The central spindle MTs and chromosome movements are strongly coupled in anaphase (Yu et al., 2019), suggesting the importance of a proper spindle in separating chromosomes. Moreover, perturbation of MT bundles also causes inefficient correction of erroneous kinetochore-MT attachments in metaphase and leads to defective chromosome segregation in anaphase (Matkovic et al., 2022). We show here that the reduction of RITA decreases the inter-centromere distance and impairs the proper formation of MT bundles that may contribute to defective chromosome congression and segregation during mitosis, which was observed in HeLa and HCT116 cells transiently depleted of RITA, and RITA knockout MEFs (Steinhauser et al., 2017). In the present work, we further substantiate the observed mitotic phenotype showing impaired chromosome movements in HeLa CRISPRi sgRITA cells, hTERT RPE-1 CRISPRi sgRITA cells as well as U-2OS cells transiently depleted of RITA. These findings strongly suggest RITA’s general significance in guarding chromosome integrity in cell division. Increased chromosomal instability, due to reduced MT-kinetochore tension and impaired central spindle shown here, deregulated MT dynamics (Steinhauser et al., 2017) and abnormal Aurora A activity (Kreis et al., 2019), could be linked to malignant development.

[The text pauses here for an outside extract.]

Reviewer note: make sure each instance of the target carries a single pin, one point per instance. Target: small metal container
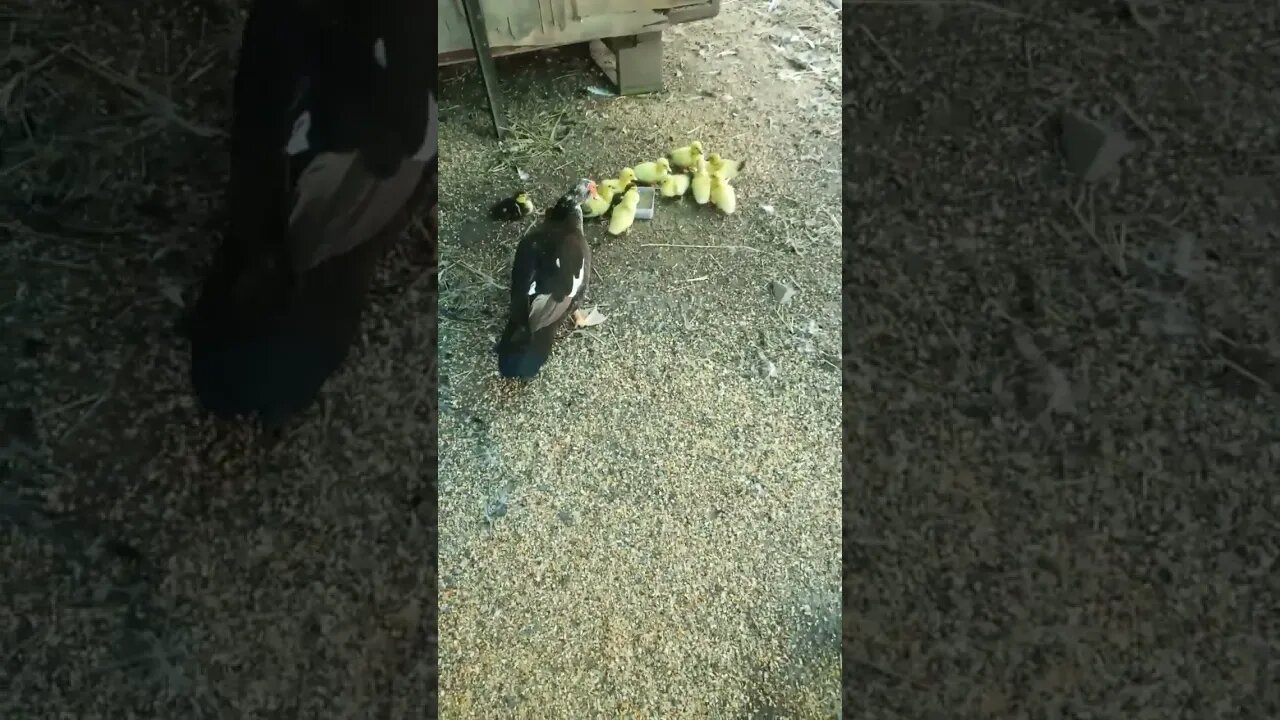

Although the reduction of RITA results in mitotic defects in HeLa as well as hTERT RPE-1 cells, the cell proliferation rate of those cells, is relatively comparable to their control cells. It is well known that HeLa cells are p53 deficient (Matlashewski et al., 1986) that alters the cell response to mitotic defects, whereas hTERT RPE-1 cells are reported to be cGAS (cyclic GMP-AMP synthase) negative (Chen et al., 2020), which may affect the cellular outcome of RITA knockdown. Studies are needed to clarify the discrepancy between mitotic defects and the cell viability in these cells knocked down of RITA.

In conclusion, we show that RITA is involved in the spindle distribution of PRC1 during mitosis. Importantly, its reduction enlarges the staining area of PRC1 in prometaphase, metaphase as well as anaphase, and affects MT bundle formation in the central spindle, contributing to defective chromosome congression/segregation and cytokinesis defects (Figure 6F). Further investigations are required to disclose the function of RITA in the central spindle organization, in particular, the precise molecular mechanisms by which RITA modulates PRC1 and possibly its various partners in the central spindle.

The original contributions presented in the study are included in the article/Supplementary Material, further inquiries can be directed to the corresponding author.